Zijn werken zijn in te delen in 3 periodes : decoratieve en bijbelse taferelen met sterke invloed van Dirickx (periode kort voor en tijdens de oorlog), schetsen uit het leven van de buitenmens in zijn typisch milieu (1919-20) en tenslotte Kempische landschappen, boerderijen, hutten en interieurs. Naast olieverfschilderijen (o.a. met paletmes) maakte Wellens ook pastels, aquarellen, potlood- en houtskooltekeningen.
Een van zijn meesterwerken is het "Panorama der Kempen" (1954). Dit werk bestaat uit 8 doeken van ieder circa 4m X 2m samen met nog 4 kleine panelen. Het is te bezichtigen in het insectenmuseum van bezoekerscentrum De Lietebergte Zutendaal. Speciaal voor het Panorama werd in de nieuwbouw van het centrum een ronde ruimte ontworpen waarin het Panorama nu te bezichtigen is.
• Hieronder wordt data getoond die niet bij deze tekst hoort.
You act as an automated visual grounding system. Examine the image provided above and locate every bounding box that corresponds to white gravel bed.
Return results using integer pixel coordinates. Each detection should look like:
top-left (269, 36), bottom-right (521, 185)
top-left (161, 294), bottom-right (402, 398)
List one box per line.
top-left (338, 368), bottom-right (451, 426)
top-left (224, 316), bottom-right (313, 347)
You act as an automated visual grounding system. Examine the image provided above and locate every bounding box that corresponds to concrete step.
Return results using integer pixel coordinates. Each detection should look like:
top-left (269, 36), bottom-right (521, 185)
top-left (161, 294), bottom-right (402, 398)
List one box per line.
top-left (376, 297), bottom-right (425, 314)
Wellens wilde met dit werk het beeld van de Kempische heide voor het nageslacht bewaren.
Onder de belangrijkste tentoonstellingen vermelden we Antwerpen, Brussel, Luik, Hasselt, Gent, Charleroi en verder in Frankrijk : Lille, Rouen, Le Havre, Metz en Bath in Engeland.
In 1929 hielden Wellens en Damien een gezamelijke tentoonstelling in Luik in Galerie des Beaux Arts.
In het "Hooghuis" te Hasselt bracht Kunstkring "Ars Proba" eind 1938 werken bijeen van Charles Wellens en ook Ballewijns, Damien, Habex, Lucien Nolens en Anne Rutten.
Kunstkring Pro Arte die kunstenaars uit Hasselt, Genk en Noord-Limburg bijeen bracht, organiseerde reeds in 1946 een tentoonstelling met werken van Charles Wellens, Jac Douven, Paul Hermans, Maclot, Wallaert, Van Doren enz.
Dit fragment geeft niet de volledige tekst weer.